NO Flow Helps Clear Murky Waters?

Peter F. Davies

From the Department of Pathology, University of Chicago School of Medicine, Chicago, Ill.

Correspondence to Dr Peter Davies, Department of Pathology, University of Chicago School of Medicine, 5841 S Maryland Ave, Chicago, IL 60637.

Key Words: Editorials • nitric oxide • calcium • shear stress • tyrosine kinase • endothelium

	Introduction

Top Introduction References

 
The relationships between blood flow and arterial tone have fascinated physiologists for decades. Increased and decreased flows result in vessel relaxation and contraction, respectively. Consequently, when pharmacological or neurochemical events constrict an artery, the increased flow and shear stress stimulate a compensatory vasorelaxation to restore the vessel tone, returning the average shear stress to near its previous level. The endothelium is now recognized as the principal vascular signal transducer that responds to changes of flow,¹ including the release of nitric oxide (NO). Endothelium-derived NO then acts on smooth muscle guanylate cyclase to relax the vessel. There is much evidence to suggest that shear stress is the principal stimulus for activation of endothelial NO synthase (eNOS), the enzyme responsible for converting arginine to citrulline and NO. However, the mechanisms that lead from hemodynamic forces at the endothelial luminal surface to the activation of eNOS remain murky. Although sustained increases in flow stimulate eNOS gene expression, these transcriptional mechanisms are likely to be downstream from the rapid (and reversible) signaling required for minute-to-minute adjustments of arterial diameter. Efforts have therefore been concentrated on second messenger pathways studied principally in cultured cells. In this issue of Circulation Research, Ayajiki et al² (in Rudi Busse's group at Frankfurt, Germany) report investigations of flow-induced NO release in arterial tissues. They confirm earlier signaling mechanisms elucidated in vitro while raising a number of questions pertinent to real tissues.

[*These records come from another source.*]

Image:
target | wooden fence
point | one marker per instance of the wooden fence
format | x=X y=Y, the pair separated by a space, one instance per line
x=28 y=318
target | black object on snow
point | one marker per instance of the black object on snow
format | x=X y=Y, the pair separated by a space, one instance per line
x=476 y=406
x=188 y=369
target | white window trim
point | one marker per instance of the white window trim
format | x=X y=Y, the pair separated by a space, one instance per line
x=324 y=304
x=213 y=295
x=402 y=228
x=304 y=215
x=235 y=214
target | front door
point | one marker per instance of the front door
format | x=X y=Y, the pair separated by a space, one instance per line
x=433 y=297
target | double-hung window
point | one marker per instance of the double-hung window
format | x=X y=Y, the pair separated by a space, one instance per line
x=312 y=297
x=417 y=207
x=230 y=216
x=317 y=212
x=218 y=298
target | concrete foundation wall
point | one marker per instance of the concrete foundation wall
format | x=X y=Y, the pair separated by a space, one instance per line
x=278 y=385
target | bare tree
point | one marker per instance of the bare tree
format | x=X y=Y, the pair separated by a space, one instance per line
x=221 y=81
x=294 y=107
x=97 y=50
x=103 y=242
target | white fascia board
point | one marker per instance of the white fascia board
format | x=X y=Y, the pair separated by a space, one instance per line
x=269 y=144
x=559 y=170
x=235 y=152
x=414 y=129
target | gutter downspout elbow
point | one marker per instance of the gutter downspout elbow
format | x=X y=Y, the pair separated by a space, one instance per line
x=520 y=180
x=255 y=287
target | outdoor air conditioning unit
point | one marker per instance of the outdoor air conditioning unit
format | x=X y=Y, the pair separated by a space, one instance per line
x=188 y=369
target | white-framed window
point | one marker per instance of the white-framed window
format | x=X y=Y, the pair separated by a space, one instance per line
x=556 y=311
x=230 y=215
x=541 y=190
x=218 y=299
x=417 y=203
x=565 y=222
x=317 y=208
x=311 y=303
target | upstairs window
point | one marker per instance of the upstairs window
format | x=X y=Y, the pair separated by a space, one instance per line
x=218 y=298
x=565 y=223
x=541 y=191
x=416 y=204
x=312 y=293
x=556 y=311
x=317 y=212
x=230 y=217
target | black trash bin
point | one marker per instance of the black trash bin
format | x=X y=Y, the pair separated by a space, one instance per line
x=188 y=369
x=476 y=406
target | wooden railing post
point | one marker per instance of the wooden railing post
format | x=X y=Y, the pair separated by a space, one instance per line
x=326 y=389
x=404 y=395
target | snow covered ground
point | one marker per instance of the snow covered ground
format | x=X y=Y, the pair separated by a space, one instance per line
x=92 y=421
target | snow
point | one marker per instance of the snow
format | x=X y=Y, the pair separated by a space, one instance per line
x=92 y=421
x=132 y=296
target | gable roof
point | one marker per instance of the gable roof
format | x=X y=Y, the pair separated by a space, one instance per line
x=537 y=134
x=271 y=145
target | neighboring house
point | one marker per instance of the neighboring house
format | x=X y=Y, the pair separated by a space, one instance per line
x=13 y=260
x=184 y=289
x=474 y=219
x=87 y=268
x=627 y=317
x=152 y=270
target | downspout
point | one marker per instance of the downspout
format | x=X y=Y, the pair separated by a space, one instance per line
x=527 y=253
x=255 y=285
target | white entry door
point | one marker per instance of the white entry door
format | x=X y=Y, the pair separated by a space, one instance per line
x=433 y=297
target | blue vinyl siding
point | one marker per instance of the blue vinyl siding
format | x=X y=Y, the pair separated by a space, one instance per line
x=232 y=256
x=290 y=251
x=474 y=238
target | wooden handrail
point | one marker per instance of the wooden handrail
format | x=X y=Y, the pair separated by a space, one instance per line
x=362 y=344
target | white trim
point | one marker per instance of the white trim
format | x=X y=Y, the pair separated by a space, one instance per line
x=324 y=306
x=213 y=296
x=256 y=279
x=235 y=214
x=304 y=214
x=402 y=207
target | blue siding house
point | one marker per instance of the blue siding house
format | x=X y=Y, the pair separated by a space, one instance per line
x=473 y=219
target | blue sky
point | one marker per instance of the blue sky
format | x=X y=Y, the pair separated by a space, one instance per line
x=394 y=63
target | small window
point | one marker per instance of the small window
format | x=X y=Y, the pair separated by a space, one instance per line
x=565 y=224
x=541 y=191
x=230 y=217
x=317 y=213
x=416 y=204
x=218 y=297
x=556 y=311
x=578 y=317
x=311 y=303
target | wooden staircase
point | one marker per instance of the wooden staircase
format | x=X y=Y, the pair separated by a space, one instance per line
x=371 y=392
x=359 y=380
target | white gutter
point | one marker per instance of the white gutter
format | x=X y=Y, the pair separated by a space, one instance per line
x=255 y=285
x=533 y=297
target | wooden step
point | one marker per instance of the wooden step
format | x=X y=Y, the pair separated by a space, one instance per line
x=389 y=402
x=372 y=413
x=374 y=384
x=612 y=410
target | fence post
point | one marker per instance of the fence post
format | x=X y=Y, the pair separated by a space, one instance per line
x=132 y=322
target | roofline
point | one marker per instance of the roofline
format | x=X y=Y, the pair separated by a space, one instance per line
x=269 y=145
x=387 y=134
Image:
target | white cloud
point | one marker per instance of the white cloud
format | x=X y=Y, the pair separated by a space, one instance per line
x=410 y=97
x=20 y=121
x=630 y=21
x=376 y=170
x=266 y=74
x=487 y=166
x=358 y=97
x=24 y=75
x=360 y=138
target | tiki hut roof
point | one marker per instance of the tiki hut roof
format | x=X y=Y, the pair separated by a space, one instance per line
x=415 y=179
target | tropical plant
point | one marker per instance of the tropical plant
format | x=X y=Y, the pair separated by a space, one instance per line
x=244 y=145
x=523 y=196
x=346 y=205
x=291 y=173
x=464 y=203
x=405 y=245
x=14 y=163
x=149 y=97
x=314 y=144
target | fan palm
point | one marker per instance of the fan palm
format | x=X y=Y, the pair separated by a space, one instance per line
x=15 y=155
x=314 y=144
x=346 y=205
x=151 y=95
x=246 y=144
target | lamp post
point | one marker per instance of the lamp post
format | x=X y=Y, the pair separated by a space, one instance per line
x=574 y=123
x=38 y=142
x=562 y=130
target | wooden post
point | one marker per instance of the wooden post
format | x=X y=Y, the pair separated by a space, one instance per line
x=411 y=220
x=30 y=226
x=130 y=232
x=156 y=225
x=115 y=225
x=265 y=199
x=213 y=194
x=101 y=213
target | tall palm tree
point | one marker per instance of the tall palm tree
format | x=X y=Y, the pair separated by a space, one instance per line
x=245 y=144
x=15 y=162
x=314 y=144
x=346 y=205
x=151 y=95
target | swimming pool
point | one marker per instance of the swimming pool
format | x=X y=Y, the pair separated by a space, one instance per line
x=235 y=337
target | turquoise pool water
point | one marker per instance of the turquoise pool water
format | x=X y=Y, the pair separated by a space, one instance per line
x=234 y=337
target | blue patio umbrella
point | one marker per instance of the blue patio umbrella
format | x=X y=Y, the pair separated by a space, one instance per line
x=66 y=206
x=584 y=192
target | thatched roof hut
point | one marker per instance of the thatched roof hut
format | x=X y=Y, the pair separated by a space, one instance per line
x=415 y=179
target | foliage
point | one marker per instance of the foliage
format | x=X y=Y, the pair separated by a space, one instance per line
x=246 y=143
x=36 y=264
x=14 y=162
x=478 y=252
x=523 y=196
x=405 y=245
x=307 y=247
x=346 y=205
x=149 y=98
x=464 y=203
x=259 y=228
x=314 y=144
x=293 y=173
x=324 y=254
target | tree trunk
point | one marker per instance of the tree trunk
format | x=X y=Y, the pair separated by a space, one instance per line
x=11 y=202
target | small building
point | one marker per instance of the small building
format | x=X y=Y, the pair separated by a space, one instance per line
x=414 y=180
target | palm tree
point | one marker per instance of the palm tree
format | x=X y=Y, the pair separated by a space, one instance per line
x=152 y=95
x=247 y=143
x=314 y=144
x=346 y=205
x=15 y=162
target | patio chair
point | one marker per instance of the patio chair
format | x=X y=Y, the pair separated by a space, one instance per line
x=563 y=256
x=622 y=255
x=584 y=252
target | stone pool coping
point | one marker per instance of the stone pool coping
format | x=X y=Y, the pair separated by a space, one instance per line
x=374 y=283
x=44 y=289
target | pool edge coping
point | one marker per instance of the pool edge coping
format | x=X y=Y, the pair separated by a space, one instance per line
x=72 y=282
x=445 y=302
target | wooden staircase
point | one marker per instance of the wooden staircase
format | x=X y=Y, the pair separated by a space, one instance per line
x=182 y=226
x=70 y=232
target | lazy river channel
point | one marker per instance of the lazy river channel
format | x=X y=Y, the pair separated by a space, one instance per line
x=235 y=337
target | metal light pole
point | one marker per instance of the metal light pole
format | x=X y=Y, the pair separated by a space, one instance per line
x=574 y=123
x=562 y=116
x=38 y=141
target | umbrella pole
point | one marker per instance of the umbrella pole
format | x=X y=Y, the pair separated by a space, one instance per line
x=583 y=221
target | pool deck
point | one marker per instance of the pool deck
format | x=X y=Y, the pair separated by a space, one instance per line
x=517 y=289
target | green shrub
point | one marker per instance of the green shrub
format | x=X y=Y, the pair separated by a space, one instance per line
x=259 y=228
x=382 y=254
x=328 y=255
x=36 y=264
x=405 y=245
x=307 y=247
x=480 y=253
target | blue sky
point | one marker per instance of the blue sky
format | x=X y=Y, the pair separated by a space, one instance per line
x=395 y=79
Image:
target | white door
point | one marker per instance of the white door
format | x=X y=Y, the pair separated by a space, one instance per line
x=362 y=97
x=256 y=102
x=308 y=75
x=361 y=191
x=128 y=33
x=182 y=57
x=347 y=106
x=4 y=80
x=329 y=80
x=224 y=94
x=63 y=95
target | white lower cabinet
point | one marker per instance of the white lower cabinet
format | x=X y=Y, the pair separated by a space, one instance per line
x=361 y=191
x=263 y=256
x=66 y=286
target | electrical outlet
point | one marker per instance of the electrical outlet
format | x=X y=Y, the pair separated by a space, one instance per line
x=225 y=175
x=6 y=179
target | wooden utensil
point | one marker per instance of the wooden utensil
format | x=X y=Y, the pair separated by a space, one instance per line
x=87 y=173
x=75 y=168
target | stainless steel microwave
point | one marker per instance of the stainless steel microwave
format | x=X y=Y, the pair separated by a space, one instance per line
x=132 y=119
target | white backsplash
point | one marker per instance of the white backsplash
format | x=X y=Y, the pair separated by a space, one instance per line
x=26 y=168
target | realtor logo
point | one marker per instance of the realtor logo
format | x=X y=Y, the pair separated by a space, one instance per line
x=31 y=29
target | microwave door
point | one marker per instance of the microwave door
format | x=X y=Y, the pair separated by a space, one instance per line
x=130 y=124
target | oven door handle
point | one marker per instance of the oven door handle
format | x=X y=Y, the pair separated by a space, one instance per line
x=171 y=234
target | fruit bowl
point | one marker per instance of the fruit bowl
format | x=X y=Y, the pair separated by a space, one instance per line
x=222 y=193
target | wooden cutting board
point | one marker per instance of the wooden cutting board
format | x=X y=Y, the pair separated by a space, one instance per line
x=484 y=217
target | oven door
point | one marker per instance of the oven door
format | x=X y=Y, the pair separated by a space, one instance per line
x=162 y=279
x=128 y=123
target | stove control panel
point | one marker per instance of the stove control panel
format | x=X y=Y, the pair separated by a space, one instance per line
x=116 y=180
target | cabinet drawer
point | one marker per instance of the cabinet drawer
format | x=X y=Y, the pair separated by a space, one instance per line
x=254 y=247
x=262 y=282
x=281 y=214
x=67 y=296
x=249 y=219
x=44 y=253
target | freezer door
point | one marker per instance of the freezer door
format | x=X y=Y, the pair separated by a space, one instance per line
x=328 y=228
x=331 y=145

In cultured cells, NO production in response to shear stress is biphasic.³ The initial peak of NO release is Ca²⁺ dependent but independent of shear stress magnitude; in contrast, the sustained phase of NO release is Ca²⁺ independent and dependent on shear stress magnitude.^{3 4 5} Different mechanisms of eNOS stimulation by flow and by agonists are suggested by the finding that agonist-mediated increases are Ca²⁺ dependent.⁶ Shear stress appears to stimulate Ca²⁺-dependent NO release in periodic bursts at 15-minute intervals,⁴ whereas the Ca²⁺-independent NO release is continuous and sustained. Ayajiki et al² extended such investigations to a bioassay system in which shear stress was increased by inducing vasoconstriction in an endothelium-intact donor segment of rabbit iliac artery while maintaining a constant luminal perfusion rate. At first they found biphasic Ca²⁺-dependent and Ca²⁺-independent responses to shear stress–induced NO release in the arterial tissues, consistent with the in vitro data. However, when the arterial segments were restored to their in vivo lengths, the initial Ca²⁺-dependent phase was abolished without effect on the Ca²⁺-independent sustained phase of NO release. They suggest that shear stress–induced NO production proceeds principally through a Ca²⁺-independent mechanism in intact arteries. The differences may be related to overt or subtle changes in endothelial cell morphology, perhaps related to cytoskeletal organization. Recently, Barbee et al⁷ have demonstrated large differences in the gradients of shear stress that were related to the surface topography of individual endothelial cells and that may be related to heterogeneous cellular responses to flow.⁸ In the study of Ayajiki et al,² restoration of the arterial length may change the morphology of the endothelial cells below a critical threshold for Ca²⁺-dependent, but not Ca²⁺-independent, NO release.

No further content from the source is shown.